Together, these advancements collectively provide a strong rationale for developing a more comprehensive understanding of the role of T cells in HAND. Given the early establishment of transmitted/founder (T/F) HIV in the CNS, the surveillance of the CNS by CCR5 (R5) + T helper 1 cells, which serve as primary HIV targets, and the influence of T-cell derived cytokines on microglial activation, we hypothesized that T cells are pivotal in acute CNS viral seeding and neuroinflammation. We tested this hypothesis in rhesus macaques (Macaca mulatta) - among the most robust models for studying the CNS and HIV pathogenesis. We employed models of both acute and chronic simian HIV (SHIV) infection using distinct strains: the R5/CD4 tropic T/F SHIV C.CH505, the virulent R5-T cell-tropic SIVmac251, and the macrophage-tropic SIVCL757, used in studies of neuro-HIV. Together, our studies with these distinct viruses offer the following insights into the role of CD4 T cells in the brain during HIV infection.
In Chapter II, we presented RNA sequencing and viral load data across four synapse-dense regions of the brain susceptible to HIV infection (Prefrontal Cortex (PFC), Superior Temporal Sulcus, Caudate Nucleus, Hippocampus). First, our data demonstrated that these synapse-dense cognitive regions are rich in immune gene signatures at homeostasis. Following infection with T/F SHIV.C.CH505, our analysis showed activation of biological pathways consistent with T cell recruitment and microglial activation. Despite relatively low plasma and cerebrospinal fluid (CSF) viral loads, we observed viral (v)RNA and vDNA within these regions - an observation aligning with infiltration of SIV infected Th1 CD4 T cells into the PFC.
In Chapter III, we delved deeply into the phenotype of CD4 T cells within the CNS, including the brain and its associated border tissues. Our rationale for this comprehensive analysis was to delineate target cells in these regions to better understand susceptibility to viral establishment. We conducted single-cell analysis of CD45+ immune cells in brain parenchyma, comparing them to counterparts in the spleen of both uninfected macaques and those acutely infected with SIVmac251. The data demonstrated colocalization of viral transcripts within CD4 clusters and furthermore showed induction of antiviral responses during acute SIV infection. This supports the observations made in Chapter II that target cells for HIV populate the CNS, including the dura, choroid plexus stroma, and the skull bone marrow. Correspondingly, during the acute phase of SIVmac251 infection, we observed significant levels of viral RNA and DNA in these regions. In animals chronically infected with SIVmac251 (40 weeks) and treated with suboptimal ART, our data demonstrated that despite CSF viral suppression, there is incomplete reconstitution of CD4 T cells in the brain and surrounding CNS tissues underscoring their active engagement during acute and chronic phases of SIVmac251 infection.
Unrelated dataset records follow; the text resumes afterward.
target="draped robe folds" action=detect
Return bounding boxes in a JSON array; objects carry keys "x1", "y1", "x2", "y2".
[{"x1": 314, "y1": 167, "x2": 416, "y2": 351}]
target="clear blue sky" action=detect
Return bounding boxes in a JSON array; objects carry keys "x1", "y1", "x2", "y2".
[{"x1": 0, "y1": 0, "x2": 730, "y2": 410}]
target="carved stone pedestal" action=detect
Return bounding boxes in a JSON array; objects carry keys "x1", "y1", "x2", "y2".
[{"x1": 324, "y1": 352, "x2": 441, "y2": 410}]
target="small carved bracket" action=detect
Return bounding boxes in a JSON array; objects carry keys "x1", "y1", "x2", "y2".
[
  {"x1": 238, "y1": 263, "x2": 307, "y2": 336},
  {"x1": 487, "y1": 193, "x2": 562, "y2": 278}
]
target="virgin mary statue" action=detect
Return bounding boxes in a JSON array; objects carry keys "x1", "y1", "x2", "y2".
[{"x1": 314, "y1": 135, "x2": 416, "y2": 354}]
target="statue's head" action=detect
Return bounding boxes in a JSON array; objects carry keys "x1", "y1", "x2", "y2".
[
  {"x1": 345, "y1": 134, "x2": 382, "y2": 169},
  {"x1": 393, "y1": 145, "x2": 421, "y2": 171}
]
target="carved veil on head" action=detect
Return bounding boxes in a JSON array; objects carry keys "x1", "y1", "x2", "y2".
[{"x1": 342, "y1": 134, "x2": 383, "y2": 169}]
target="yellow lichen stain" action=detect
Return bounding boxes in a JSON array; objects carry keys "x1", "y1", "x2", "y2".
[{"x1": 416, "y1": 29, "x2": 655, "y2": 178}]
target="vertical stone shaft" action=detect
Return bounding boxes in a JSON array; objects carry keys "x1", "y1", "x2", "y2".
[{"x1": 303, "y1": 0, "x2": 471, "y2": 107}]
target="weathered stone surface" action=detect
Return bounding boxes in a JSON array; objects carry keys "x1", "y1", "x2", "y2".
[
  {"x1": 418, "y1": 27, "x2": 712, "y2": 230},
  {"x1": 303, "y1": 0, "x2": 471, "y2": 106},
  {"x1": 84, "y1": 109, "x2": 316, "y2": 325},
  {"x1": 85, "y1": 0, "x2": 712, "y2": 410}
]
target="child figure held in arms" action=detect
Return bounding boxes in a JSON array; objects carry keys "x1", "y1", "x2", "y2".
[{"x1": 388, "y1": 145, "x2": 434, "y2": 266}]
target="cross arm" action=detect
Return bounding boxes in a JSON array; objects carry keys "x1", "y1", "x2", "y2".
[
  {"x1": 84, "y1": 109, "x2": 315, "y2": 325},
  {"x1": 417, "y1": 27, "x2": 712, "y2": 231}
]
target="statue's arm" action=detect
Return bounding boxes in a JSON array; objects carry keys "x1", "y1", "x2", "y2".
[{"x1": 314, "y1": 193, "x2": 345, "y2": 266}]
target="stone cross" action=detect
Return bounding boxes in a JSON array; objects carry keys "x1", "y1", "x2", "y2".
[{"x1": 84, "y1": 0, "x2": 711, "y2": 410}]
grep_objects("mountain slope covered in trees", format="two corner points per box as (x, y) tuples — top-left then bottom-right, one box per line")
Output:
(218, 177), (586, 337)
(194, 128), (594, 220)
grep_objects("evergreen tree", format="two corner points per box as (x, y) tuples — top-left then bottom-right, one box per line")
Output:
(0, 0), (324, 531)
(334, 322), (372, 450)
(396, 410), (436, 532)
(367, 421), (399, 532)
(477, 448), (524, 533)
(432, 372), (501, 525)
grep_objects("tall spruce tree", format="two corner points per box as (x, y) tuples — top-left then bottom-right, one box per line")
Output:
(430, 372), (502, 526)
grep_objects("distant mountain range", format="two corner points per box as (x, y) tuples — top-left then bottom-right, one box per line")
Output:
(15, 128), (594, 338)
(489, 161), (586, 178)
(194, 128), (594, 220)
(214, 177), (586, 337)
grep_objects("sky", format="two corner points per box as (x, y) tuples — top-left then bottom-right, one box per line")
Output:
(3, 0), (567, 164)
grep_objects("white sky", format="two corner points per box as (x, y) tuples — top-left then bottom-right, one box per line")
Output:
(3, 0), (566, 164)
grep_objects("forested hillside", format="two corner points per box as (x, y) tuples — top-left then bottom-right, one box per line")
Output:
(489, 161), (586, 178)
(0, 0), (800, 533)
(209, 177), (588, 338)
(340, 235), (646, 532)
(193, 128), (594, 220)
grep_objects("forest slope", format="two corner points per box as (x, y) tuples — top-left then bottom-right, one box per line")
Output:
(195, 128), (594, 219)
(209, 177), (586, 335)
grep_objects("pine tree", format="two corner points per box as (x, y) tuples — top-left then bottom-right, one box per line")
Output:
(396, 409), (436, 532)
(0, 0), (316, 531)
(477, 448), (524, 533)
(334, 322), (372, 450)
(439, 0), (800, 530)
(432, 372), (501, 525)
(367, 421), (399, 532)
In Chapter IV, we comprehensively assessed phenotypic and functional features of CCR7+ cells identified in Chapter III. Leveraging single-transcriptomic analysis, ATAC-seq, spatial transcriptomics and flow cytometry we show that CCR7+ CD4 T cells in the brain have T lymphocyte central memory-like features. Moreover, the skull bone marrow emerged as a potential niche for CCR7+ CD4 T cells. In a cohort of macaques chronically infected (112 weeks) with SIVCL757 and treated with suboptimal ART, we noted a decrease in CCR7+ CD4 T cells within the brain in parallel with evidence for microglial activation and induction of neurodegenerative pathways. These findings suggested that changes in CD4 T cell subsets within the CNS may drive neuroinflammation during chronic HIV infection.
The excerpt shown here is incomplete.